Two things to notice. First, the prompt has structure. Facts are labeled as facts, episodes are labeled as episodes, the user's query is the user's query. The model is much better at using context when the context is honest about what it is. Second, there is no single retrieval call. Episodic retrieval is keyed by session and time. Semantic retrieval is keyed by user and vector similarity. Mixing them produces garbage.

The write path is where the consolidator earns its keep. After each turn, append an episode. Periodically, run a small extraction prompt over recent episodes that asks "what stable facts about this user or these entities were established here?" and upsert the answers into semantic memory with a confidence score. Decay confidence over time. Drop facts that have not been confirmed in N days. This is the part that turns a chat log into a memory.

What this buys you

An agent built this way does three things RAG cannot. It improves over a session, because working and episodic memory carry forward. It improves over a user's lifetime, because semantic memory accumulates without you manually curating it. And it can be debugged, because every claim the agent makes traces back to a specific episode or fact with a timestamp.

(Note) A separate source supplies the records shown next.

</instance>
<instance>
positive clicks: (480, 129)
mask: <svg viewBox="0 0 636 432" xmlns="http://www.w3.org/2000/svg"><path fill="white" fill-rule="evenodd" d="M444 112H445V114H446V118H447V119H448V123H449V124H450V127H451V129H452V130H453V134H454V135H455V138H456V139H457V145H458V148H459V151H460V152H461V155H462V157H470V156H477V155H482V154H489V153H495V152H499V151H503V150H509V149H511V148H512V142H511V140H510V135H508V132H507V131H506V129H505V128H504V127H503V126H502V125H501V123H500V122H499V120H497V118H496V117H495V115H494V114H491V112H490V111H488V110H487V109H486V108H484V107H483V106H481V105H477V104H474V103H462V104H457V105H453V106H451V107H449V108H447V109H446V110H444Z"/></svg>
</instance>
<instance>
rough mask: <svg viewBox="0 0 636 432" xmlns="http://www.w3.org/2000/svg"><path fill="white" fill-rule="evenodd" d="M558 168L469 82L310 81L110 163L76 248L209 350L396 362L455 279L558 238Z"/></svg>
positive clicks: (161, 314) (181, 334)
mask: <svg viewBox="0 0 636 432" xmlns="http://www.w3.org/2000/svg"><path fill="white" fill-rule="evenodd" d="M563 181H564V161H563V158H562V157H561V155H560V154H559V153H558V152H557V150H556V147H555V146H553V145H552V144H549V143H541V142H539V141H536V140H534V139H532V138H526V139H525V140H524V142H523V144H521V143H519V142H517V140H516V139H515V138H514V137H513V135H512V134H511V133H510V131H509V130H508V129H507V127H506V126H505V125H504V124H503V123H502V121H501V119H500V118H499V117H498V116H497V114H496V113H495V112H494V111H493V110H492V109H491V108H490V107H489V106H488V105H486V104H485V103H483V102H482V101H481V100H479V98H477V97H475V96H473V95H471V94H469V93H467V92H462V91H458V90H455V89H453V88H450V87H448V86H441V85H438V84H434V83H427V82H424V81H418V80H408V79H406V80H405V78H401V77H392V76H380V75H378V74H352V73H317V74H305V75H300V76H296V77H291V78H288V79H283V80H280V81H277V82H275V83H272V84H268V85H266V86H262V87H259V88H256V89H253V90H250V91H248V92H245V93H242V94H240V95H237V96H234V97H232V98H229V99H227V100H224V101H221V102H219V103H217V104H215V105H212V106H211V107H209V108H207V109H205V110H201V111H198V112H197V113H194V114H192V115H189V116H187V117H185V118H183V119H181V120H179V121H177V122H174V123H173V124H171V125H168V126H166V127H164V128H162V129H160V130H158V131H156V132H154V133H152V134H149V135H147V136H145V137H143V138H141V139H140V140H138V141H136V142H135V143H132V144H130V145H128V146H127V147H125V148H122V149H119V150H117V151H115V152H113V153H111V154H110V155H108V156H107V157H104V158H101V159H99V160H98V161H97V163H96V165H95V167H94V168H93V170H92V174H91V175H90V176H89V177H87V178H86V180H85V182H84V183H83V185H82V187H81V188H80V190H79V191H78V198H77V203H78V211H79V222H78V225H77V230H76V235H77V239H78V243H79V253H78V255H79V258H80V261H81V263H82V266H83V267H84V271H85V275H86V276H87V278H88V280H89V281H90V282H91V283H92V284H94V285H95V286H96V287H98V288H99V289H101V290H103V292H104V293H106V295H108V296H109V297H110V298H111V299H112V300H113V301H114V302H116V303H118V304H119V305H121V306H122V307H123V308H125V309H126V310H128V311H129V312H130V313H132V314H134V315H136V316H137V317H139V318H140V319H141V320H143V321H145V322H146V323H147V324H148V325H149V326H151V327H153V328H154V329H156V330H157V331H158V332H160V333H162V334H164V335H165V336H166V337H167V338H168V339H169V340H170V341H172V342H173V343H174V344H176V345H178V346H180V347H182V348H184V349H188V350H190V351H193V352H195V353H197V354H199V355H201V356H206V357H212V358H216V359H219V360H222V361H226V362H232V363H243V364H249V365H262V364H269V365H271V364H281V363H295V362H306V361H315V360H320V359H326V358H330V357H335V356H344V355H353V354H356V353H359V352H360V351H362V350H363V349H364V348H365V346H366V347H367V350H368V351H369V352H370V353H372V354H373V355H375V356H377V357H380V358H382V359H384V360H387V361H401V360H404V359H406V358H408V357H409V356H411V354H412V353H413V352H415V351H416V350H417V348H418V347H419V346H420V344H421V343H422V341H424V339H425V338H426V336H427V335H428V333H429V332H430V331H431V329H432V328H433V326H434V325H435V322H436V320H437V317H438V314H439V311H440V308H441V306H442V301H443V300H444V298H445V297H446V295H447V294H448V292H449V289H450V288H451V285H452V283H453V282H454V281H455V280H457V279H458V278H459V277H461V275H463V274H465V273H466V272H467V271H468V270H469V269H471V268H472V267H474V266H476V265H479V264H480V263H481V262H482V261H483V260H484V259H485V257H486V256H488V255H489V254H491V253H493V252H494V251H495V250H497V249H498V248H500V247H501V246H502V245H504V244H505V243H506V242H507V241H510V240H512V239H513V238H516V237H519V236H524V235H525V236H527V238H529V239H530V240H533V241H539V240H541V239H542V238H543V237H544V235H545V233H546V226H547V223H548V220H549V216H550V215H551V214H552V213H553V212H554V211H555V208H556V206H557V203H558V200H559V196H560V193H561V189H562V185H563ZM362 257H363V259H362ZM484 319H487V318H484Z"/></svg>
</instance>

You will still use vector search. You will still index documents. RAG is not gone, it is just one feature of a larger system. The system is the memory, and once you have it, the agents you can build stop feeling like clever search engines and start feeling like collaborators who remember the last conversation.

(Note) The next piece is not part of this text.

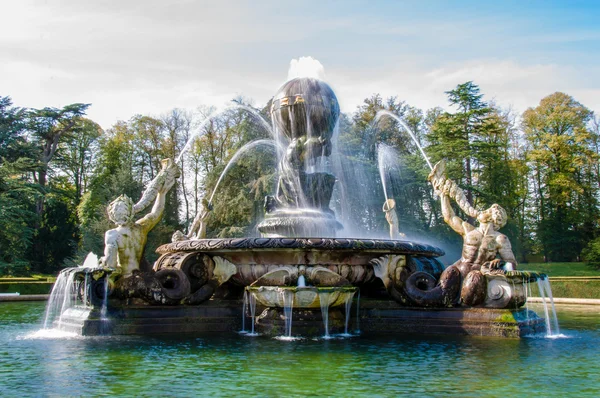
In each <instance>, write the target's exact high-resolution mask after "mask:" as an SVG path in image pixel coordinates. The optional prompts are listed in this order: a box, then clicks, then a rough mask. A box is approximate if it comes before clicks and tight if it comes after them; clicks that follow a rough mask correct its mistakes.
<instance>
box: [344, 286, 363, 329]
mask: <svg viewBox="0 0 600 398" xmlns="http://www.w3.org/2000/svg"><path fill="white" fill-rule="evenodd" d="M359 294H360V293H359ZM353 298H354V293H353V294H352V295H351V296H350V297H348V300H347V301H346V304H345V306H344V307H345V308H346V318H345V321H344V334H343V336H350V333H348V326H349V325H350V312H351V310H352V300H353Z"/></svg>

Build the four boxes. Keep them separate. Let the consolidator do the slow work in the background. The hard part of agentic memory is not the embeddings, it is admitting that not all information is the same shape.

Gloss What This Means For You

If you’re building an agent, stop treating “memory” as one vector index and instead split it into working, episodic, and semantic layers with clear rules for what gets written where and how it’s retrieved. Keep working memory in-process for the current task, append events to an episodic journal keyed by session and time, and maintain a deduped semantic store for stable facts and user preferences where embeddings actually help. Add a simple async consolidator that periodically summarizes and promotes useful working/episodic details into semantic memory, so the agent improves over time without drowning retrieval in noise.